He's said the magic word: Henry is as powerful as please used to be. "Title of the book?" The poison has dried up but an icy pride remains in her tone.
"Manipulation of Atoms and Ions. In the display cabinet on the east side of the store, second shelf." A moment later, the book appears in his lap. "Thank you." Gold opens the book and begins to study.

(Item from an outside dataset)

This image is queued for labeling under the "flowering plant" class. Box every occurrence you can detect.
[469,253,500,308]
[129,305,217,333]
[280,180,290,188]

"I may have knocked over that Tiffany lamp as I was moving the book." She smiles in anticipation of his anger, but he denies her of even that pleasure.
"No matter."
Another fifteen minutes pass as he studies and Regina paints her toenails. Bored, she makes an offer that surprises them both: "Okay, what can I do to help?"
"Practice your defensive spells: shields, invisibility, cloaking. And bring In Historiam Magica Neverland et Aliis Locis Exoticis from my shop, study it. We need information about Pan the Fourteenth."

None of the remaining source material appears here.